DONA BINHÍ A GRANDE FEITICEIRA IX

       Por volta das vinte uma horas os dos meninos que haviam pulado n'água comigo gritaram: -Mãe a comida tá pronta, já pode servir a mesa? -Dona Binhí levantou-se e dirigiu-se para o fogão de barro que ficava do lado de fora da cozinha debaixo do pé de limão capeta, que por incrível que pareça não tinha uma folha se quer maltratada pelo fogo, estranhei pois era pra ele está todo queimado pelo fogo do fogão que passava da altura das panela e fazia os galhos e as folhas do limoeiro balançarem, até a fumaça as vezes queima folhas de árvore, quanto mais fogo alto igual aquele que engolia as duas panelas.

       Minha língua chegou coçar para perguntar sobre aquilo que havia percebido, mas eu já estava falando demais e tive medo de ser repreendida por meu avô que me olhava querendo me matar.

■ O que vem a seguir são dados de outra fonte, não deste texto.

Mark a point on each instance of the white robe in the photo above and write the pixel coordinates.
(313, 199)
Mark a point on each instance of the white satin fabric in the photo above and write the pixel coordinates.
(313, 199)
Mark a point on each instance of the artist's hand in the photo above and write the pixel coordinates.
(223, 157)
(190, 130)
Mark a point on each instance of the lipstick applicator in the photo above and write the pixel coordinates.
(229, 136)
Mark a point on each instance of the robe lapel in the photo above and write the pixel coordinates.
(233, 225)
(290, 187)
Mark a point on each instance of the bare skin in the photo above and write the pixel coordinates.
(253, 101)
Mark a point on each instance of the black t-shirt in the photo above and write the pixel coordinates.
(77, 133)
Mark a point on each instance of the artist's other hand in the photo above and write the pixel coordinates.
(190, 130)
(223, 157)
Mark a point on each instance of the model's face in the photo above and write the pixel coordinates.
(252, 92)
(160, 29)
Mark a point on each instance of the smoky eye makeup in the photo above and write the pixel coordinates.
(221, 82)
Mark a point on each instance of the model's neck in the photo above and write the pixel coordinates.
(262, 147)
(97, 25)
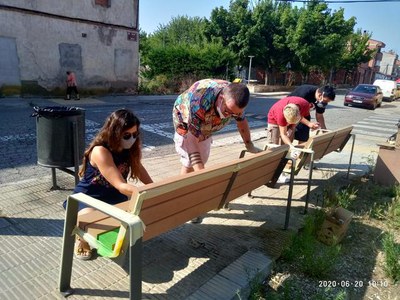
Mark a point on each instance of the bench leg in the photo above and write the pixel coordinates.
(290, 195)
(351, 155)
(309, 183)
(68, 248)
(135, 270)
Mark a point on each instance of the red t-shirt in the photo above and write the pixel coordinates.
(275, 114)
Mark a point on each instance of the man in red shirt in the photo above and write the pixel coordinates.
(71, 86)
(283, 117)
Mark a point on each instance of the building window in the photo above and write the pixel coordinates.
(104, 3)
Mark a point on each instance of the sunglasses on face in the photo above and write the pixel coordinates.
(128, 135)
(229, 112)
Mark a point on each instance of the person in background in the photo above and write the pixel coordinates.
(284, 116)
(112, 158)
(318, 97)
(71, 86)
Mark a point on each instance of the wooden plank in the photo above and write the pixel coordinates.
(341, 138)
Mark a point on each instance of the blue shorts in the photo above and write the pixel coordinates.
(302, 132)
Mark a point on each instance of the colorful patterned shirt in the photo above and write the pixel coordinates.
(194, 110)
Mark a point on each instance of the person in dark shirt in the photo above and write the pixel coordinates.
(318, 97)
(112, 158)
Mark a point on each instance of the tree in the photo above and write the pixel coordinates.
(356, 52)
(319, 37)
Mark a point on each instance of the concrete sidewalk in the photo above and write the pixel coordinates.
(212, 260)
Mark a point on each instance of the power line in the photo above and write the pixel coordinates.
(341, 1)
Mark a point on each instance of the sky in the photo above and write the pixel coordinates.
(381, 19)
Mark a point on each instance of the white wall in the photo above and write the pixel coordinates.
(47, 46)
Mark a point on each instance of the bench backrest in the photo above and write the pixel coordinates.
(165, 205)
(323, 144)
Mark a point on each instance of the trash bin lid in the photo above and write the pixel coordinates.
(56, 111)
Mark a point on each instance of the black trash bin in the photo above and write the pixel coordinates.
(59, 131)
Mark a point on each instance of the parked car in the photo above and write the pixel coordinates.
(364, 95)
(388, 88)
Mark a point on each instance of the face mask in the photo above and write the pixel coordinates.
(127, 144)
(221, 115)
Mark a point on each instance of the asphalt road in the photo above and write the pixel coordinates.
(18, 129)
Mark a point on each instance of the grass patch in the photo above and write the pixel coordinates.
(312, 257)
(392, 257)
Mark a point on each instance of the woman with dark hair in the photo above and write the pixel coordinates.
(112, 158)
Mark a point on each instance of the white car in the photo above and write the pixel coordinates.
(388, 88)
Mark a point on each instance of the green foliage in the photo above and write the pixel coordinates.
(392, 257)
(311, 38)
(393, 211)
(343, 198)
(208, 60)
(355, 51)
(312, 257)
(10, 90)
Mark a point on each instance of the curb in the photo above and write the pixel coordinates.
(237, 279)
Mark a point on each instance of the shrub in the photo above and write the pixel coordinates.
(392, 257)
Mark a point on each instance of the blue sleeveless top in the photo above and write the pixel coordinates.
(95, 185)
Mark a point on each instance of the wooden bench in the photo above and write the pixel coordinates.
(317, 147)
(159, 207)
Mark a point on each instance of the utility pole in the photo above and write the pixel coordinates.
(251, 57)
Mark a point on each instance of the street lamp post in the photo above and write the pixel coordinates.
(251, 57)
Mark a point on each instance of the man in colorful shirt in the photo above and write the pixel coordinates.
(206, 107)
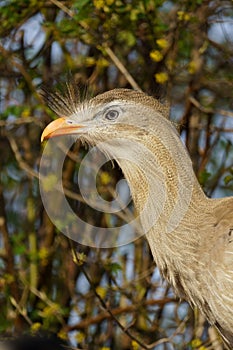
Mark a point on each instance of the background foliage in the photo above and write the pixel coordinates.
(112, 298)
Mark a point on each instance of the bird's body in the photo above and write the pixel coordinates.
(191, 238)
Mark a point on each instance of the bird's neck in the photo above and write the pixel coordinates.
(168, 199)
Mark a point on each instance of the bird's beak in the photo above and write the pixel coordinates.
(59, 127)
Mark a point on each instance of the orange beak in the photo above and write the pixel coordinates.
(59, 127)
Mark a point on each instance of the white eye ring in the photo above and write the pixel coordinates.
(112, 114)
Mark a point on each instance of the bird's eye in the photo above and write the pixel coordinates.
(112, 114)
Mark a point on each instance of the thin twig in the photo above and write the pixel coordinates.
(102, 302)
(197, 104)
(122, 68)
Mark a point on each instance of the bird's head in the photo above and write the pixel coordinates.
(119, 113)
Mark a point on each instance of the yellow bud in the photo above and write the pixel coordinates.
(35, 327)
(161, 78)
(163, 43)
(99, 4)
(101, 291)
(156, 55)
(62, 335)
(80, 336)
(192, 67)
(135, 345)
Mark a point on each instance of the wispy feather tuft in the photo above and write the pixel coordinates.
(66, 98)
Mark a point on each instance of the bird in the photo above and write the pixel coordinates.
(190, 235)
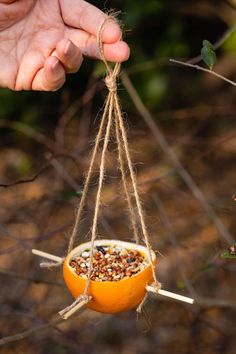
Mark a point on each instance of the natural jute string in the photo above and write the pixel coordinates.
(111, 116)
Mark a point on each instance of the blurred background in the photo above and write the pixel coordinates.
(45, 141)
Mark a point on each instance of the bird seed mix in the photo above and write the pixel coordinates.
(110, 263)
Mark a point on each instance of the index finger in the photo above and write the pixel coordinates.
(82, 15)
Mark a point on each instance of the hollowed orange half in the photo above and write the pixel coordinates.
(110, 296)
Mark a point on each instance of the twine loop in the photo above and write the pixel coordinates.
(112, 115)
(110, 81)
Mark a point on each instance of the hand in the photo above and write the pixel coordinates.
(42, 40)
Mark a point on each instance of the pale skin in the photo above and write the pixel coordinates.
(43, 40)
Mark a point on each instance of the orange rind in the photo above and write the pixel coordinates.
(110, 296)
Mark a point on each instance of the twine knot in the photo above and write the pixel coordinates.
(110, 82)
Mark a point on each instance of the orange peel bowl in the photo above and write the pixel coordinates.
(110, 296)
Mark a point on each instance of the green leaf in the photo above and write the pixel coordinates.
(208, 54)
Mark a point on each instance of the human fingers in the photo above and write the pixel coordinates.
(69, 55)
(51, 77)
(116, 52)
(80, 14)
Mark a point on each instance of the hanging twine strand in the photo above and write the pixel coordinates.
(112, 114)
(98, 197)
(128, 196)
(88, 178)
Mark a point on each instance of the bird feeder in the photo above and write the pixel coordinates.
(129, 292)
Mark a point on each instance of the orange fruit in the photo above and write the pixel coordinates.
(110, 296)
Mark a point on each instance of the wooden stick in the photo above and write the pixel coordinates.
(70, 310)
(47, 255)
(170, 294)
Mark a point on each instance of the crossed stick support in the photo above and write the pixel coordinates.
(83, 300)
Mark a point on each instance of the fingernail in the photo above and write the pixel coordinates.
(55, 66)
(67, 48)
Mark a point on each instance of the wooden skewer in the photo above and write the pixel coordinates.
(70, 310)
(170, 294)
(47, 255)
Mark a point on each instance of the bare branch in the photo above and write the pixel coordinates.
(203, 69)
(28, 278)
(159, 137)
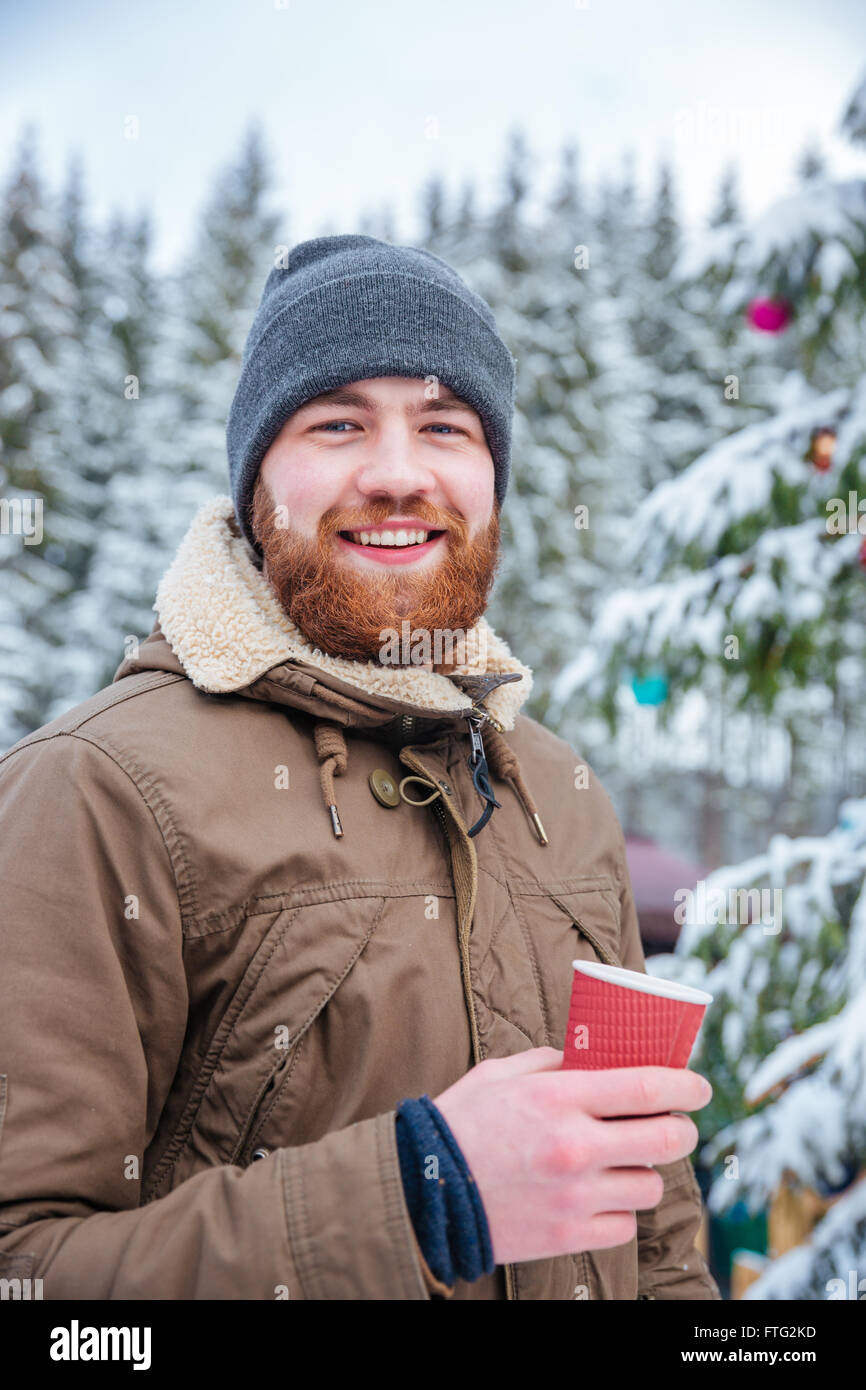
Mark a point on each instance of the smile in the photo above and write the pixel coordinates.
(392, 545)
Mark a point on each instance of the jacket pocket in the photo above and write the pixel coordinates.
(263, 1101)
(595, 919)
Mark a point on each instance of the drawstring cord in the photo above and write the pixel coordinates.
(332, 755)
(332, 759)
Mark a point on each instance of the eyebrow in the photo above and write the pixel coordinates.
(348, 396)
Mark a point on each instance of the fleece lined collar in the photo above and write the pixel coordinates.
(227, 628)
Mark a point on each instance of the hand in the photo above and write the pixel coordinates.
(558, 1168)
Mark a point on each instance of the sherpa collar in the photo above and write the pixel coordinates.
(227, 628)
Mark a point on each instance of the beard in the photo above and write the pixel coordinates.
(348, 613)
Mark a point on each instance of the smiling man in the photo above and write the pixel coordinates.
(285, 880)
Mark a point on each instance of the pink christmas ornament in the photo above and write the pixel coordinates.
(769, 316)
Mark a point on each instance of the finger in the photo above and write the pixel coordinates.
(644, 1141)
(626, 1189)
(633, 1090)
(531, 1059)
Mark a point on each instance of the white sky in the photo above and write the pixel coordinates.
(345, 92)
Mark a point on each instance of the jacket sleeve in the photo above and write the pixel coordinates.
(669, 1262)
(93, 1008)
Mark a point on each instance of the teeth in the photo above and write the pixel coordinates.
(389, 537)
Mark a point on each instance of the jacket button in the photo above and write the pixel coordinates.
(384, 787)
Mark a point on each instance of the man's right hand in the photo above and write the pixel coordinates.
(556, 1169)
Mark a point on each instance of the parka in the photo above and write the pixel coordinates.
(243, 918)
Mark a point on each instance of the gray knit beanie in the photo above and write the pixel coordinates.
(346, 309)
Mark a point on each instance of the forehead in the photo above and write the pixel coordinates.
(413, 394)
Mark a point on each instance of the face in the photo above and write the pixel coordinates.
(376, 505)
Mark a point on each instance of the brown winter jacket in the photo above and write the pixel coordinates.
(211, 1002)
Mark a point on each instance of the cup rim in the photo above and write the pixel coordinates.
(642, 983)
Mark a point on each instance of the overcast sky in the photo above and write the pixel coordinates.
(360, 102)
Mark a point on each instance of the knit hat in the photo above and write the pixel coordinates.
(346, 309)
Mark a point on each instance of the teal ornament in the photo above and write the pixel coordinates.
(651, 690)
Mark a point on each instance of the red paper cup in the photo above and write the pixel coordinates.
(626, 1018)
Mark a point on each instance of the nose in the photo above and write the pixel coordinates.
(394, 466)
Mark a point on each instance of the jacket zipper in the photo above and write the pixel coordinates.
(464, 959)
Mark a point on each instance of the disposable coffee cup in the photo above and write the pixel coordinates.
(626, 1018)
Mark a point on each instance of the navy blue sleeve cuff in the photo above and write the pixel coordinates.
(441, 1193)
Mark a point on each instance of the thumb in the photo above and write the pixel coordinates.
(531, 1059)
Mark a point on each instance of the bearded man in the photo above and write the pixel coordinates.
(291, 906)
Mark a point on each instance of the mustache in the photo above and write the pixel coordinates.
(437, 519)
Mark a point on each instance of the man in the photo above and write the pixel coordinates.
(305, 865)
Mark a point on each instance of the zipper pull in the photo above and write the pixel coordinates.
(477, 765)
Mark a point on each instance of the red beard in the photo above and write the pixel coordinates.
(346, 613)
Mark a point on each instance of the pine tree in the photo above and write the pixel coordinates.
(780, 943)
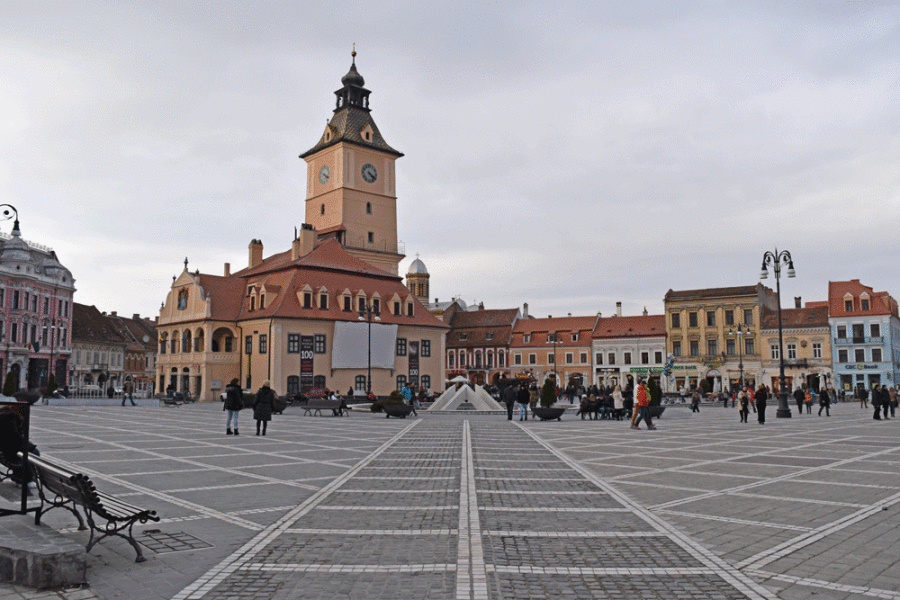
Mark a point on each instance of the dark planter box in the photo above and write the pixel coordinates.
(397, 410)
(548, 413)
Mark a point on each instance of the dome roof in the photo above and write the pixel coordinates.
(417, 267)
(15, 249)
(353, 77)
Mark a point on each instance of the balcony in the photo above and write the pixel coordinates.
(859, 340)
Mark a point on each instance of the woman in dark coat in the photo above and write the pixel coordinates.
(262, 407)
(761, 396)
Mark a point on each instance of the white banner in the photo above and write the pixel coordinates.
(350, 348)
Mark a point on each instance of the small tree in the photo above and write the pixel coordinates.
(548, 392)
(9, 386)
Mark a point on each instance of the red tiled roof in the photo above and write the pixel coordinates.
(816, 316)
(746, 290)
(481, 328)
(328, 267)
(539, 329)
(880, 303)
(624, 327)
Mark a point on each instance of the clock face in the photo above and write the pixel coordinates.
(370, 174)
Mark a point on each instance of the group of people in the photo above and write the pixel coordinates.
(884, 399)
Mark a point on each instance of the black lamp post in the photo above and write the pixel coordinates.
(777, 260)
(738, 335)
(366, 313)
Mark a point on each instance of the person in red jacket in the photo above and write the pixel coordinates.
(643, 399)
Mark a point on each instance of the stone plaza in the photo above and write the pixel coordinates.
(465, 506)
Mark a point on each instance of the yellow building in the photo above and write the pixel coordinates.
(328, 311)
(702, 331)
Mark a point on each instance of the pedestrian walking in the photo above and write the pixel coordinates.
(743, 406)
(263, 405)
(800, 397)
(824, 402)
(234, 402)
(509, 398)
(523, 397)
(695, 401)
(761, 396)
(643, 401)
(128, 393)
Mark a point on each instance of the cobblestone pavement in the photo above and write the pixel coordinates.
(477, 507)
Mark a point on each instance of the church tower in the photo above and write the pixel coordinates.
(417, 280)
(350, 180)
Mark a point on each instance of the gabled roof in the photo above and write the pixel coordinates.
(91, 326)
(816, 316)
(564, 327)
(328, 266)
(629, 327)
(880, 303)
(482, 328)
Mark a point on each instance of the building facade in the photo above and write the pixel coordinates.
(702, 334)
(807, 347)
(478, 344)
(553, 346)
(865, 344)
(626, 349)
(330, 312)
(35, 313)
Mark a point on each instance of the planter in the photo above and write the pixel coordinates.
(548, 413)
(397, 410)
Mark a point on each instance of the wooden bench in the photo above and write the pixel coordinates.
(59, 486)
(317, 405)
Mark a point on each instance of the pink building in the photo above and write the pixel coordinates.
(35, 313)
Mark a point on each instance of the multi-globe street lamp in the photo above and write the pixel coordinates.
(776, 260)
(366, 313)
(739, 340)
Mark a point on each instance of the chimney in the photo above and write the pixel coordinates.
(255, 253)
(304, 243)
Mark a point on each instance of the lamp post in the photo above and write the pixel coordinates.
(777, 260)
(554, 340)
(739, 334)
(366, 313)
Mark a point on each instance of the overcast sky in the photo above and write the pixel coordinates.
(564, 154)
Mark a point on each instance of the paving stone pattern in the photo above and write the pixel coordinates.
(476, 507)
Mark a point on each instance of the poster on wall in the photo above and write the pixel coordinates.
(306, 362)
(414, 363)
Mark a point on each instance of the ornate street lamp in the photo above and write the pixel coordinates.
(776, 261)
(738, 338)
(366, 313)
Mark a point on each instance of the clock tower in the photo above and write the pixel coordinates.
(351, 181)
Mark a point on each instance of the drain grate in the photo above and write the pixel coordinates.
(161, 542)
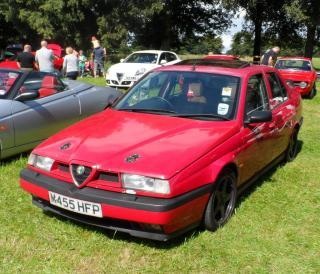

Dona Binhí mandou os meninos colocarem uma das panelas na mesa, seu marido imediatamente também levantou-se colocou os pratos com colheres na mesa, puxou alguns troncos de madeiras para servirem de banco, pois no interior não existe cadeira, no máximo mocho, que são bancos de madeira silvestre feitos pelos próprios caboclos, muito dificilmente nessas casas se encontra algum móvel comprado em loja, tudo na casa é feito de forma artesanal, até a colchão é capim e a cama de árvores ou pedaços de pau, varas colocadas uma do lado da outra fazendo uma forma de jangada, só que para segurar o colchão e mantê-lo longe do chão, lá é muito difícil dormir no chão, tem muita cobra e elas sempre passeiam pelo chão da casa.

        Por isso, que muitos caboclos preferem casas com assoalho bem alto para evitar que essas cobras venenosas entrem na casa e mordam alguém, mas mesmo assim as bandidas ainda sobem, o que não é de assustar, pois na maioria das vezes elas ficam nos galhos das árvores quase imperceptíveis, sua cor geralmente é da cor da árvore o que dificulta muito avistá-la, e num pequeno vacilo a mão não pega o pau, mas sim a cobra, que não perde tempo em mostrar o tamanho de suas presas, quando é jiboia só dói a mordida, agora se for surucucu meu amigo, o buraco é mais embaixo, em apenas cinco minutos e você tá colocando sangue por buracos que você nem imagina que tem no corpo.

         Dona Binhí colocou a panela no meio da mesa de madeira maciça feita de itaúba preta, uma madeira de lei muito rara e linda, sua cor parece ser pintada com pincel de tão preta que é, ela abriu a panela e o cheiro da comida espalhou-se por toda casa, um aroma maravilhoso que minha boca encheu de água, ela olhou para mim, e sorriu: -Gostou curumim?

          -Eu respondi afirmativamente com a cabeça.

          -Você já comeu paca? -Afirmei negativamente com a cabeça novamente.

          A cor daquela paca contrastava com a cor da mesa, enquanto o cheiro da paca bem temperada por Dona Binhí enfeitiçava qualquer mortal, era impossível não ficar com a boca cheia d'água.